Recent research reveals that despite being disclosed in June 2023, the nOAuth vulnerability continues to threaten thousands of SaaS applications. Semperis’s June 2025 findings indicate that over 15,000 enterprise SaaS apps remain exposed to this authentication flaw in Microsoft Entra ID, enabling attackers to hijack user accounts with minimal effort.
Key Findings from 2025 Research
At least 10% of SaaS apps integrated with Microsoft Entra ID are susceptible to nOAuth, extrapolated from tests showing 9% vulnerability in a sample of 104 Entra Gallery applications. The attack vector exploits misconfigured Entra ID apps that accept unverified email claims as user identifiers. Attackers only need a victim’s email address and their own Entra tenant to impersonate users and gain full account access.

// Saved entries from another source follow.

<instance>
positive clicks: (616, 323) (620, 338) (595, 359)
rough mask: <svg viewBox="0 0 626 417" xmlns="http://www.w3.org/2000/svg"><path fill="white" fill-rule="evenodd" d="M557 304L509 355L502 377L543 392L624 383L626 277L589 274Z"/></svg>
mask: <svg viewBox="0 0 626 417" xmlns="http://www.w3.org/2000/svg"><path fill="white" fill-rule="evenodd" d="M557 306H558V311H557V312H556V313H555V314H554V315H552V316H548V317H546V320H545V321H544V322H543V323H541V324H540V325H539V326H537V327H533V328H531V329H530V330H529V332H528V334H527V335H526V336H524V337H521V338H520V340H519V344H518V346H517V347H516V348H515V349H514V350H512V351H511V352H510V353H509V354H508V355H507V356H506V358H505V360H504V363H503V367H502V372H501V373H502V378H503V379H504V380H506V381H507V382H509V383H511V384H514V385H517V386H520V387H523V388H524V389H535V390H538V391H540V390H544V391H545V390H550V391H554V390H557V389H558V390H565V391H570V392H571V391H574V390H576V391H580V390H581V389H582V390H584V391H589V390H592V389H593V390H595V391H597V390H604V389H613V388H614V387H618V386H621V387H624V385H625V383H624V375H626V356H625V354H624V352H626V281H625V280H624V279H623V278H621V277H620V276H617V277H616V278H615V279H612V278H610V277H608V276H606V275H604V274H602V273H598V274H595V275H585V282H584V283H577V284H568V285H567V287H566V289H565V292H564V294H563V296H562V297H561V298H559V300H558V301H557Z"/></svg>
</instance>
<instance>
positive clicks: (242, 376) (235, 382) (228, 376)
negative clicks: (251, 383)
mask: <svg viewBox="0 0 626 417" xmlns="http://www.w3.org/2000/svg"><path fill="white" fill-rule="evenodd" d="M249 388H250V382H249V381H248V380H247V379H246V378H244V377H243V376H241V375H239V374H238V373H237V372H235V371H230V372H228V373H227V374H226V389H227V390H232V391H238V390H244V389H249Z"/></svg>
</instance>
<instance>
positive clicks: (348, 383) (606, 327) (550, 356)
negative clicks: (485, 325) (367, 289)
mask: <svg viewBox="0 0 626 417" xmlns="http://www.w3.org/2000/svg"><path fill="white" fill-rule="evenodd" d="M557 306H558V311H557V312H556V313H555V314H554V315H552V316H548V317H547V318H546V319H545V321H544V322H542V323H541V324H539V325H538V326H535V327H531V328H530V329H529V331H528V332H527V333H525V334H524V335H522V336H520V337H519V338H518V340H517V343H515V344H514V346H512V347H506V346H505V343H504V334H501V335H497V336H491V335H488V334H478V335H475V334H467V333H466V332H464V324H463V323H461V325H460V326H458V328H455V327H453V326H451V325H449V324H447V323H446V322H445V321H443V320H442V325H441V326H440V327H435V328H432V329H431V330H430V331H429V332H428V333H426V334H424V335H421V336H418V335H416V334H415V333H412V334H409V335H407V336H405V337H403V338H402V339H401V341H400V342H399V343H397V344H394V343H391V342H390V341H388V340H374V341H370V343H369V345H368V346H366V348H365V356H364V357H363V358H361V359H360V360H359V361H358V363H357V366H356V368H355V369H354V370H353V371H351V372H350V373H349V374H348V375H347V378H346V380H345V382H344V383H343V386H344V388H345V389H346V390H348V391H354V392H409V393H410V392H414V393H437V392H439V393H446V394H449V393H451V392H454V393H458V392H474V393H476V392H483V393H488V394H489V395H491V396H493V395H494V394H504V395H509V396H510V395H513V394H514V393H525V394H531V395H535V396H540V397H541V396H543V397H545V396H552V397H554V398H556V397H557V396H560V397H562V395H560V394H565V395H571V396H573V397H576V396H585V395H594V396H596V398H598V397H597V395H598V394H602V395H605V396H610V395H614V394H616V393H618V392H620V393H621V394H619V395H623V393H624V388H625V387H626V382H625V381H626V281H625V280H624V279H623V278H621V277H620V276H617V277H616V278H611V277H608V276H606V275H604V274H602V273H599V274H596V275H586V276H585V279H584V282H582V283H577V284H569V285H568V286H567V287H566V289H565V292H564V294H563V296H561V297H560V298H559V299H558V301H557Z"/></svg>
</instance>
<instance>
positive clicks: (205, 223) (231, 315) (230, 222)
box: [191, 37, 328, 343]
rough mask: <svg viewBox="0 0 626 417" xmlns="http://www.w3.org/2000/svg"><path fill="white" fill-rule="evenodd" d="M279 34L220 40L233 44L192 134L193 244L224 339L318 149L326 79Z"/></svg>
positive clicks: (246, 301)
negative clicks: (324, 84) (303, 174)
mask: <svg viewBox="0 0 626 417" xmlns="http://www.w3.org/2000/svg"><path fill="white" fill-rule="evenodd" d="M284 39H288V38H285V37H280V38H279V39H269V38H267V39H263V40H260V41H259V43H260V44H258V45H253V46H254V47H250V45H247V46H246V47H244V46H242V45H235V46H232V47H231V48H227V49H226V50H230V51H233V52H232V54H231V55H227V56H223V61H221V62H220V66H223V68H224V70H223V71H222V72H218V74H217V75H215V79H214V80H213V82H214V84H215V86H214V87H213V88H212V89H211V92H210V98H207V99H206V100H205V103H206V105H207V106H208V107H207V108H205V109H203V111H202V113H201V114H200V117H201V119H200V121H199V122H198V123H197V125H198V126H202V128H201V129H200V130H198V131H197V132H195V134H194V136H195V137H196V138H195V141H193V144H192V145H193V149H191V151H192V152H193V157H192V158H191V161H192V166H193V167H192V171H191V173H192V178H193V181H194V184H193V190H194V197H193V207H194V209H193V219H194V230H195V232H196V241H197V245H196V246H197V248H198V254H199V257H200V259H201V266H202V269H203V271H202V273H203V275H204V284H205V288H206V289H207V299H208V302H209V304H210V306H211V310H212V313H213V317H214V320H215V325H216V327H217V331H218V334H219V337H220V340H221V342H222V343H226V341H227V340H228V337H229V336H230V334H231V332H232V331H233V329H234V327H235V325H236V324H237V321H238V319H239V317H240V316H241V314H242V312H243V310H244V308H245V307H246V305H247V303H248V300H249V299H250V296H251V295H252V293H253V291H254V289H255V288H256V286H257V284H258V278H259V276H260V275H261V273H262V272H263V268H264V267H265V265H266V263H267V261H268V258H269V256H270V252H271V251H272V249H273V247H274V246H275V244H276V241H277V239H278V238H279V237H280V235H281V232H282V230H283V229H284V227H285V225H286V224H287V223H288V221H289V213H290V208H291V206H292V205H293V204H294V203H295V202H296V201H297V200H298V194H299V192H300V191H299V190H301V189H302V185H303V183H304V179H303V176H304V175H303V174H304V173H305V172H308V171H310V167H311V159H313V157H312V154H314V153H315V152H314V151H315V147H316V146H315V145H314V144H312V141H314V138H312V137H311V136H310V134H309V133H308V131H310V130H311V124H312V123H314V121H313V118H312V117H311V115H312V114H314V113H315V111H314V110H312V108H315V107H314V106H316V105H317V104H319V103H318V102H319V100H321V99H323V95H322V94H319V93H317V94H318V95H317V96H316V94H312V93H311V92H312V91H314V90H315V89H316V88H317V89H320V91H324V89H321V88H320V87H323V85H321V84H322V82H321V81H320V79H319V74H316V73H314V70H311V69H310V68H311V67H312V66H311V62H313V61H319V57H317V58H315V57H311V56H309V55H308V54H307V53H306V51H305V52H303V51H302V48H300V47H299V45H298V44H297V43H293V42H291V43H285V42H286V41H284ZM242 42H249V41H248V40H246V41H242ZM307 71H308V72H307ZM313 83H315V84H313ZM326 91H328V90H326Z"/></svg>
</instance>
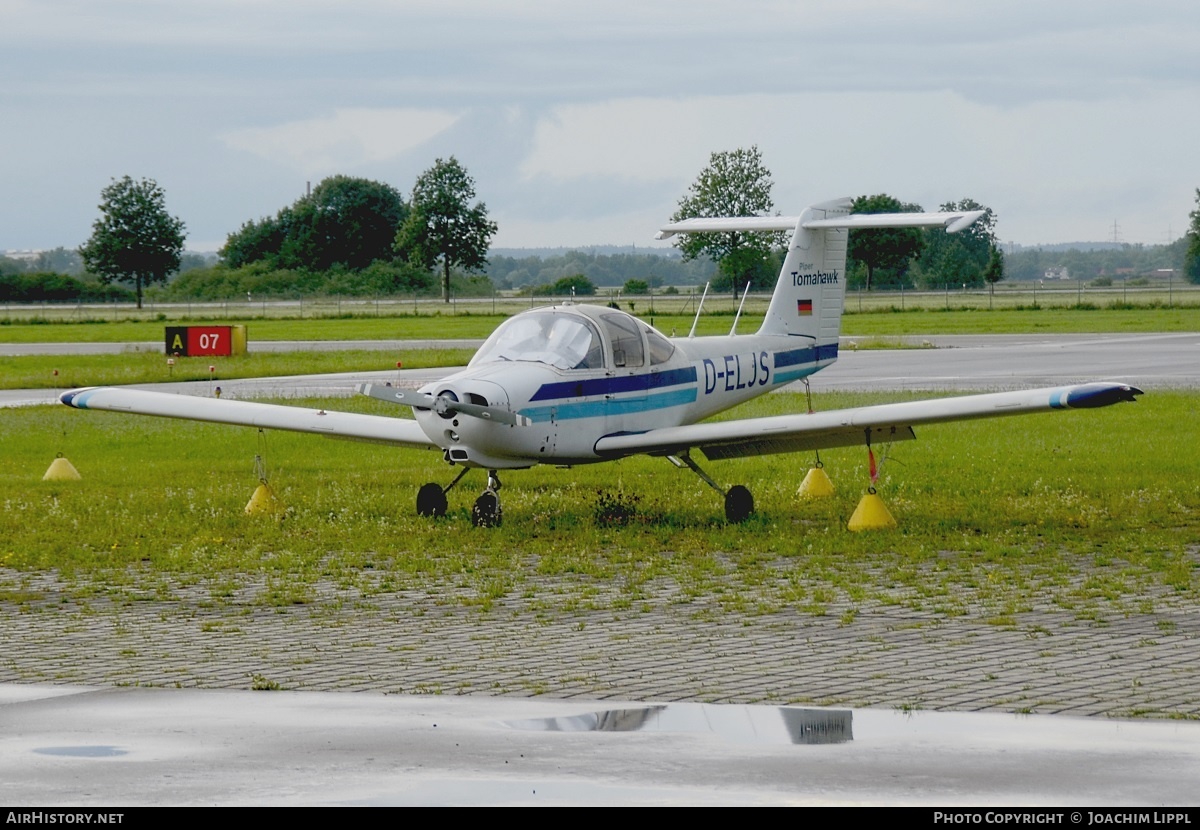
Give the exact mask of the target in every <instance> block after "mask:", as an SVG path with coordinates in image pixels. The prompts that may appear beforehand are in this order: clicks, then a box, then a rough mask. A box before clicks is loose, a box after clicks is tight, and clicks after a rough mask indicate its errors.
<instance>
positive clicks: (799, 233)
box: [656, 199, 984, 354]
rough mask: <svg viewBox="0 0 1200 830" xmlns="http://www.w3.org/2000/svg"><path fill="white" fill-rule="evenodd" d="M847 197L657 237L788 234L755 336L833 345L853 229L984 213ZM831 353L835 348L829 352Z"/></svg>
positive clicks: (970, 220) (842, 302)
mask: <svg viewBox="0 0 1200 830" xmlns="http://www.w3.org/2000/svg"><path fill="white" fill-rule="evenodd" d="M850 210H851V200H850V199H835V200H833V202H822V203H821V204H817V205H812V206H811V207H809V209H808V210H805V211H804V212H803V213H800V215H799V216H736V217H714V218H694V219H684V221H683V222H674V223H672V224H668V225H665V227H664V228H662V230H660V231H659V234H658V236H656V239H668V237H670V236H672V235H674V234H682V233H727V231H779V230H790V231H792V239H791V242H790V243H788V246H787V255H786V257H785V258H784V267H782V270H781V271H780V272H779V281H778V282H776V283H775V293H774V294H773V295H772V297H770V306H768V308H767V317H766V319H763V323H762V327H760V329H758V333H760V335H786V336H790V337H799V338H804V339H805V341H806V342H808V343H809V344H810V345H814V347H817V348H820V347H823V345H836V343H838V335H839V332H840V331H841V312H842V307H844V306H845V302H846V247H847V243H848V241H850V231H851V230H852V229H857V228H944V229H946V230H947V231H948V233H956V231H959V230H962V229H964V228H968V227H971V224H973V223H974V222H976V221H977V219H978V218H979V217H980V216H983V215H984V211H982V210H977V211H944V212H935V213H851V212H850ZM830 351H833V353H834V354H836V351H835V350H833V349H830Z"/></svg>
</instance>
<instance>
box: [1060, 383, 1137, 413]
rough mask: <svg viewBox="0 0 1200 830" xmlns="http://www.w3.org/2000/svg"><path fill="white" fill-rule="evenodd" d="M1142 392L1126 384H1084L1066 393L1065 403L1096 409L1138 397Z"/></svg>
mask: <svg viewBox="0 0 1200 830" xmlns="http://www.w3.org/2000/svg"><path fill="white" fill-rule="evenodd" d="M1139 395H1144V392H1142V391H1141V390H1140V389H1138V387H1136V386H1129V385H1127V384H1084V385H1082V386H1080V387H1078V389H1074V390H1072V391H1070V392H1068V393H1067V405H1068V407H1070V408H1072V409H1096V408H1097V407H1109V405H1111V404H1114V403H1121V402H1123V401H1128V402H1130V403H1133V402H1135V401H1136V399H1138V396H1139Z"/></svg>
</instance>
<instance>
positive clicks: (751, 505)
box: [725, 485, 754, 524]
mask: <svg viewBox="0 0 1200 830" xmlns="http://www.w3.org/2000/svg"><path fill="white" fill-rule="evenodd" d="M752 512H754V495H751V494H750V491H748V489H746V488H745V487H743V486H742V485H733V487H730V492H728V493H726V494H725V521H726V522H728V523H730V524H740V523H742V522H745V521H746V519H748V518H750V515H751V513H752Z"/></svg>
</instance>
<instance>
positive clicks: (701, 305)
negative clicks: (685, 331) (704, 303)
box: [688, 282, 708, 337]
mask: <svg viewBox="0 0 1200 830" xmlns="http://www.w3.org/2000/svg"><path fill="white" fill-rule="evenodd" d="M706 296H708V283H707V282H706V283H704V293H703V294H701V295H700V303H698V305H697V306H696V319H695V320H692V321H691V331H689V332H688V337H695V336H696V324H697V323H700V312H701V309H703V307H704V297H706Z"/></svg>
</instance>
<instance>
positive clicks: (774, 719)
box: [505, 703, 854, 744]
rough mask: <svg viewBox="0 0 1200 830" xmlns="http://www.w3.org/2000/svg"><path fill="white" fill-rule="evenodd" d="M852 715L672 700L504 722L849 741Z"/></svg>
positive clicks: (580, 731) (791, 740) (567, 727)
mask: <svg viewBox="0 0 1200 830" xmlns="http://www.w3.org/2000/svg"><path fill="white" fill-rule="evenodd" d="M852 720H853V712H852V711H851V710H848V709H803V708H798V706H776V708H772V706H761V705H755V706H749V705H745V706H742V705H731V704H720V705H715V704H702V703H672V704H666V705H658V706H637V708H632V709H604V710H600V711H593V712H584V714H582V715H566V716H562V717H535V718H530V720H527V721H505V726H508V727H511V728H514V729H522V730H526V732H692V733H712V734H716V735H720V736H721V738H724V739H725V740H728V741H733V742H738V744H845V742H846V741H851V740H853V738H854V736H853V730H852V728H851V723H852Z"/></svg>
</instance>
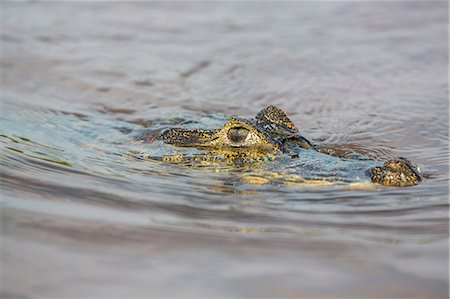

Traditional defenses like MFA, conditional access, and Zero Trust policies are ineffective against this flaw.
Why the Threat Persists
Many developers remain unaware of secure OAuth implementation practices, using mutable email claims instead of immutable identifiers (e.g., OID or sub claim). Affected users cannot self-detect compromises, as attacks occur between SaaS apps and Entra ID outside their security perimeter.
Microsoft issued guidance (e.g., xms_edov claim for email verification), but cannot enforce fixes, leaving remediation to SaaS developers. SaaS Vendors must implement Microsoft’s recommendations, including rejecting unverified email claims and using immutable user identifiers.
Organizations require deep log correlation across Entra ID and SaaS platforms to detect abuse—currently the only viable detection method.